Similar to Acoustic Flow, last year’s BIFA featured a combination of orchestral music and meditation in an event called In The Light Of Air. Now, going by Sonic Mediation, the popular activity returns to the Riverwalk Center on Friday, Aug. 2, at 8 p.m. Presented with Meta Yoga Studios, people are invited to lay on the venue’s stage while listening to Terry Riley’s atmospheric “In C” piece.

“It’s a really unique opportunity to experience contemporary classical music in a different setting where you open your mind and your heart and your body to the experience,” Park said.

Arguably the most unique event of the festival, Deep River of Song has Boulder-based Jayme Stone, his group Folklife, Bonnie Paine of Elephant Revival and the festival orchestra join together for a night of folk music based on the work of Alan Lomax. An early 20th-century ethnomusicologist, Lomax is known for traveling mainly around the South and taking field recordings of blues and folk music, thereby preserving the sounds of Lead Belly, Muddy Waters, Woody Guthrie, Pete Seeger and others.
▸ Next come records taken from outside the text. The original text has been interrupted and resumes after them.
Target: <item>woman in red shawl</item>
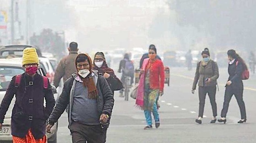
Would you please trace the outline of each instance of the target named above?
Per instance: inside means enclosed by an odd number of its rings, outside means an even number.
[[[103,52],[98,52],[95,54],[93,69],[98,70],[99,74],[102,75],[107,79],[113,94],[114,91],[123,88],[122,82],[116,77],[114,70],[108,66]]]

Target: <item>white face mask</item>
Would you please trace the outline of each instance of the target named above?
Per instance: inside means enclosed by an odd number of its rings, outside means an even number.
[[[96,66],[98,68],[101,68],[102,66],[102,64],[103,64],[103,61],[101,62],[94,62],[94,64],[95,66]]]
[[[90,71],[88,69],[83,69],[78,71],[78,74],[82,78],[85,78],[89,74],[90,74]]]

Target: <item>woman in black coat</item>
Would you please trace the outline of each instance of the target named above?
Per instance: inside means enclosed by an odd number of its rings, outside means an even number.
[[[246,112],[244,102],[243,99],[243,84],[242,81],[242,73],[244,70],[247,69],[247,67],[244,61],[235,50],[229,50],[228,51],[227,54],[230,61],[228,68],[229,76],[225,86],[224,103],[221,112],[222,118],[218,120],[218,121],[226,123],[226,116],[229,102],[233,95],[235,95],[241,115],[241,119],[238,123],[243,123],[246,122]]]

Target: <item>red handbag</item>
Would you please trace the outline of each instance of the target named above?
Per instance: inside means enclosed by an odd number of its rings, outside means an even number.
[[[237,66],[238,64],[238,61],[237,61],[236,63],[236,66]],[[242,80],[246,80],[249,79],[250,76],[250,72],[248,68],[244,69],[242,73]]]

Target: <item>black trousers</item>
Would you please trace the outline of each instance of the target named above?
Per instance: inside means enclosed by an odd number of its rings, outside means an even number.
[[[107,129],[100,125],[88,125],[77,122],[70,126],[73,143],[104,143]]]
[[[226,87],[225,90],[225,96],[224,97],[224,103],[223,103],[223,108],[222,110],[221,117],[226,118],[229,102],[233,95],[236,99],[240,109],[240,114],[242,119],[246,118],[246,112],[245,111],[245,105],[243,99],[243,86],[242,85],[235,86],[231,85]]]
[[[210,99],[210,102],[212,109],[213,117],[217,116],[217,104],[216,101],[216,86],[211,87],[199,87],[198,93],[199,96],[199,112],[198,117],[202,118],[203,116],[203,111],[204,110],[204,105],[205,104],[205,97],[206,94]]]

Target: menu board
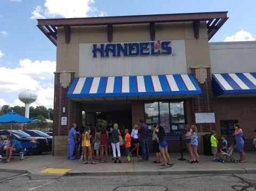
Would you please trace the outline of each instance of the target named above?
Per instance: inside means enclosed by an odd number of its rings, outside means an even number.
[[[196,123],[214,123],[214,113],[196,113]]]

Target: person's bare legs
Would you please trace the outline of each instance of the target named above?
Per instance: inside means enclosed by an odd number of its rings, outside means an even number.
[[[104,149],[105,150],[105,156],[106,156],[106,160],[105,162],[108,162],[108,146],[105,146]]]
[[[163,165],[166,166],[167,165],[166,158],[165,157],[165,155],[164,154],[164,151],[163,148],[160,150],[160,153],[161,153],[162,157],[163,159],[163,161],[162,161],[163,163]]]
[[[103,157],[104,156],[104,150],[105,149],[105,147],[104,146],[101,146],[100,147],[101,148],[100,153],[101,155],[101,162],[103,162]],[[105,151],[106,152],[106,151]]]
[[[171,160],[170,159],[170,155],[168,154],[168,150],[167,148],[165,148],[164,150],[164,155],[165,156],[166,160],[166,164],[170,164]]]

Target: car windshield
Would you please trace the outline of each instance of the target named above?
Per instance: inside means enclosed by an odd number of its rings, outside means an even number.
[[[50,135],[40,131],[34,131],[41,137],[49,137]]]
[[[12,133],[16,135],[18,138],[26,138],[31,137],[28,134],[26,134],[26,132],[21,131],[12,131]]]

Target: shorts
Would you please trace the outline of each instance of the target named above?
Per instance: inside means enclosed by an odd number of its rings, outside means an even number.
[[[100,143],[99,142],[94,142],[94,150],[100,150]]]
[[[167,148],[167,147],[168,147],[168,146],[167,146],[167,145],[166,145],[166,146],[165,146],[165,147],[162,147],[162,146],[161,146],[161,145],[159,144],[159,150],[160,150],[160,149],[166,148]]]
[[[185,139],[186,143],[189,144],[191,143],[191,139]]]
[[[218,154],[218,147],[215,146],[212,146],[212,153],[213,154]]]
[[[125,153],[126,154],[126,155],[128,155],[128,154],[130,153],[130,148],[131,147],[125,147]]]
[[[139,143],[139,139],[133,139],[132,140],[133,141],[133,144],[137,144]]]
[[[156,140],[153,140],[152,144],[153,153],[160,153],[160,150],[159,150],[159,143],[157,143]]]

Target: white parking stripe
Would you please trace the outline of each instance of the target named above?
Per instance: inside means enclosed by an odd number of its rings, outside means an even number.
[[[250,89],[249,87],[235,73],[229,73],[228,74],[242,89]]]
[[[196,90],[196,87],[192,83],[192,81],[191,81],[188,74],[181,74],[180,76],[182,78],[183,81],[189,90]]]
[[[158,76],[151,76],[151,79],[152,79],[152,82],[153,83],[154,89],[155,92],[163,92]]]
[[[250,73],[243,73],[251,82],[256,86],[256,79]]]
[[[230,85],[228,84],[228,83],[227,82],[227,81],[226,81],[226,80],[221,76],[221,74],[218,73],[213,75],[214,75],[215,77],[217,79],[218,81],[220,82],[220,84],[221,85],[221,86],[223,86],[224,89],[225,89],[226,90],[233,90],[232,87],[231,87]]]
[[[108,77],[107,87],[106,88],[106,93],[113,93],[114,92],[114,84],[115,82],[115,77]]]
[[[100,77],[93,78],[93,81],[92,81],[92,86],[91,87],[89,94],[96,94],[97,93],[100,80]]]
[[[84,86],[84,82],[86,78],[79,78],[78,79],[78,81],[76,84],[76,87],[73,91],[73,94],[80,94],[82,91],[82,89],[83,89],[83,87]]]
[[[129,77],[122,77],[122,93],[127,93],[130,92]]]
[[[176,81],[175,81],[174,78],[173,77],[173,75],[166,75],[167,81],[169,84],[169,86],[171,88],[171,91],[179,91],[180,89],[178,87],[177,84],[176,84]]]

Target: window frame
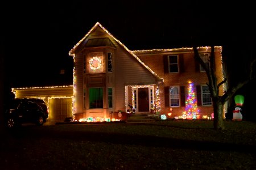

For this project, Stone researched the recordings and arranged them for Folklife as Wolpert wrote orchestra transcriptions. Under Schick’s conducting, the audience can expect to hear Stone on banjo and vocals, Rachel Ries on guitar and keyboards, Sumaia Jackson on fiddle, Andrew Ryan on bass, Kevin Matthews on drums and Paine on vocals as well as a variety of instruments such as the washboard and saw.

“It’s a really beautiful program of Jayme original music, these folk tunes that Alan Lomax unearthed and then we transcribed for this unique combination of classical and folk instruments,” said Park. “It should be an evening of really interesting, totally original programming that you probably can’t find anywhere else.”

The concert happens on Saturday, Aug. 3, at 7:30 p.m. at the Riverwalk Center.

Week Three

Another round of Champagne concerts takes place this week. First the Gasperut home hosts one on Sunday, Aug. 4, at 7 p.m., then a second happens on Sunday, Aug. 11, at 11 a.m. at the Hughes home and finally the Rodon home hosts the last concert at 7 p.m. on Sunday, Aug. 11.

But before the festival ends, the orchestra will perform A Bouquet of Folk Music on Tuesday, Aug. 6, at 7:30 p.m. at the Breckenridge Theater. The concert highlights the work by Franz Berwald, Ferde Grofé, Grazyna Bacewicz and Caroline Shaw.

Copland’s Appalachian Spring brings a trio of American classics to the Riverwalk Center on Thursday, Aug. 8., at 7:30 p.m. Soprano Jessica Aszodi starts the concert by singing Samuel Barber’s “Knoxville: Summer of 1915,” and then 13 musicians play an original ballet version of Aaron Copland’s “Appalachian Spring.” After an intermission, the concert concludes with music by Florence Price, who as the first African-American woman to have her compositions performed by a major orchestra.

Beethoven’s Seventh Symphony effectively closes the festival on Saturday, Aug. 10, at 7:30 p.m. at the Riverwalk Center. Aszodi returns to lend her vocal talents to the marriage of classical and folk songs that are emblematic of the festival.